If owners are going to develop their own practices with respect to care, operation and maintenance of aircraft, why do people like me go to all the effort to write flight manual supplements, and instructions for continued airworthiness for these aircraft?
I tend to agree but I think there are additional factors:
Lyco/Conti are under immense legal pressure to not change their operating recommendations, irrespective of how much "history" has passed by outside their dusted up windows. This is because many of their engines fail before TBO when they are put together right, and many more fail before TBO because they are not put together right. So they work hard to evade liabilities, and modifying their operating suggestions would be an admission they originally "got it wrong". Hence all the garbage they continue to write re LOP etc. This is probably why they say -12C (or whatever) without qualifying it according to oil type used, which makes the -12C (or whatever) an obvious farce if stated as a straight unconditional figure for a given engine type.

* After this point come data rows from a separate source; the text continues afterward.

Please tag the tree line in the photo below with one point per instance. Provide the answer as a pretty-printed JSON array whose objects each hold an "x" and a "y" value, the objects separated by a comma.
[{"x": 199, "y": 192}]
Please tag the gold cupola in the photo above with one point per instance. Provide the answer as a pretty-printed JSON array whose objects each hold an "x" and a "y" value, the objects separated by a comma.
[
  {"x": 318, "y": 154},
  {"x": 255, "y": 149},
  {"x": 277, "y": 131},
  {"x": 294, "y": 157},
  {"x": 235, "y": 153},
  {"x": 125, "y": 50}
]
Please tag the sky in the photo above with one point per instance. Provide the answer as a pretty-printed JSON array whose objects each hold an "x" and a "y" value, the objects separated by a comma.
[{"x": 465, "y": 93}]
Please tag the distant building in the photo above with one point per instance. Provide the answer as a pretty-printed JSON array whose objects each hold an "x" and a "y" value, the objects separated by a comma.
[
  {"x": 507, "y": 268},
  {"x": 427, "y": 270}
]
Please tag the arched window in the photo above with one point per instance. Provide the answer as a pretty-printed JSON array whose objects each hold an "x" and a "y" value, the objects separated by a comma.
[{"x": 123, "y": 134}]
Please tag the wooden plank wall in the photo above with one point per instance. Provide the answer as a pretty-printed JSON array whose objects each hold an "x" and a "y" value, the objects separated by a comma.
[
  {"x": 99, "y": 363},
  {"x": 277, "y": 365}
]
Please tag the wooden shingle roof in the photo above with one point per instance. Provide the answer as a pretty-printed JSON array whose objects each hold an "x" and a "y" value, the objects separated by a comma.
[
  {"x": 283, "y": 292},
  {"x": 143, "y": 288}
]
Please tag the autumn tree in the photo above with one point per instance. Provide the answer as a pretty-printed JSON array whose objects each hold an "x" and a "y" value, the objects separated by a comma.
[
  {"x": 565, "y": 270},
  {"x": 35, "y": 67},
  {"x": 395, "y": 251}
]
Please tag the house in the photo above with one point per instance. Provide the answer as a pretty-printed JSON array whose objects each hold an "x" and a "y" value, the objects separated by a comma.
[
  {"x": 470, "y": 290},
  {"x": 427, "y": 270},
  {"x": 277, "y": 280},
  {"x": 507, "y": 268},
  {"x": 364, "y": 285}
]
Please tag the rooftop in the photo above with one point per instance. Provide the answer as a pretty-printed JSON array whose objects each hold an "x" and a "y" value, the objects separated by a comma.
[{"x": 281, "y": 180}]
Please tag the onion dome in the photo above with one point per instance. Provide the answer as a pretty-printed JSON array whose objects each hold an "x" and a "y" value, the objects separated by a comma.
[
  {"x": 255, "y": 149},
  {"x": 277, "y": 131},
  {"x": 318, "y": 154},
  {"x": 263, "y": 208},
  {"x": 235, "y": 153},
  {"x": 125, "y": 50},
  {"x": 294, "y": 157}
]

For each type of oil there will be a low temperature below which it doesn't flow well enough to get around a (particular design of) engine fast enough, before it gets a chance to warm up. This behaviour should have been studied (they have been making these things since the 1950s, essentially) and documented, but nothing has been done. It is possible there are owners out there who regularly start at low temps and regularly get trashed engines, but I have not heard of it. Maybe they all preheat, or maybe the problem is not as big as it appears, or is much more engine type specific.
The lowest I have started mine at was probably about -3C, and the oil pressure gauge was up in the green within a few seconds; same as it always is. I don't know (without looking in the engine MM) how far along the oil path that gauge comes off, but it is supposed to be right at the end, for obvious safety reasons. This kind of stuff should have been documented by now.
It is the arrogant unwillingness of the manufacturers to get stuck into some proper research and documentation (and I fully understand why they behave like this - the above legal reasons) which has given rise to countless theories on engine management. Deakin (etc) would have not had anything to say if Lyco/Conti did some proper bench research and were open about the results.